Just extend XPathEntityProcessor override nextRow() after 100
return null. Use it as your processor
--Noble
On Tue, Jun 24, 2008 at 10:45 AM, Noble Paul നോബിള് नोब्ळ्
<[EMAIL PROTECTED]> wrote:
> Just extend XPathEntityProcessor override nextRow() after 100 . Use
> it as your processor
> return null;
>
> On Tue, Jun 24, 2008 at 10:23 AM, mike segv <[EMAIL PROTECTED]> wrote:
>>
>> That fixed it.
>>
>> If I'm inserting millions of documents, how do I control docs/update? E.g.

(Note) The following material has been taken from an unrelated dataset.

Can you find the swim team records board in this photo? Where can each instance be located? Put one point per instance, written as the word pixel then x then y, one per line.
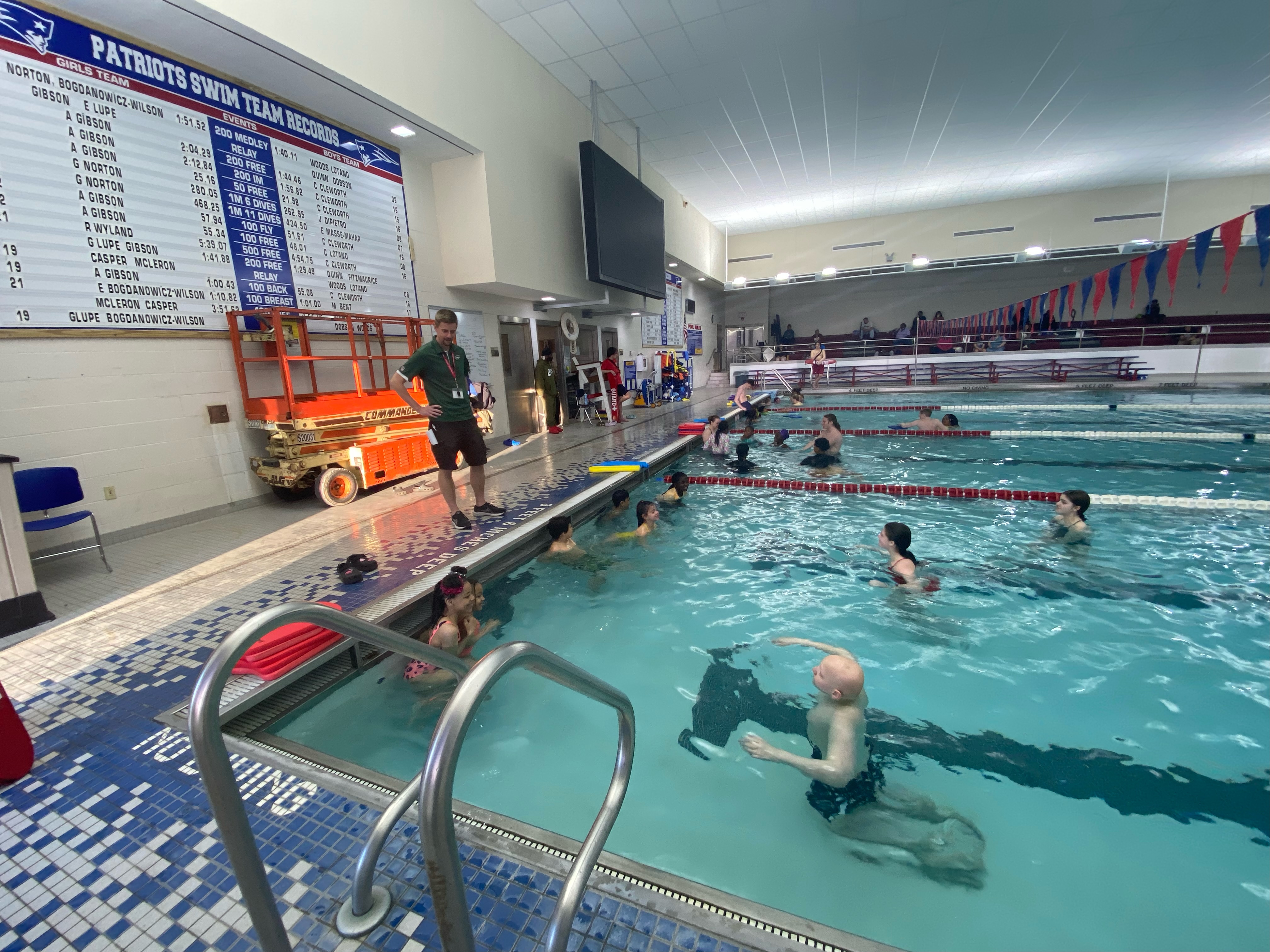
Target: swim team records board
pixel 139 192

>> if there are 50K docs per file, I'm thinking that I should probably code up
>> my own DataSource that allows me to stipulate docs/update. Like say, 100
>> instead of 50K. Does this make sense?
>>
>> Mike
>>
>>
>> Noble Paul നോബിള് नोब्ळ् wrote:
>>>
>>> hi ,
>>> You have not registered any datasources . the second entity needs a
>>> datasource.
>>> Remove the dataSource="null" and add a name for the second entity
>>> (good practice). No need for baseDir attribute for second entity .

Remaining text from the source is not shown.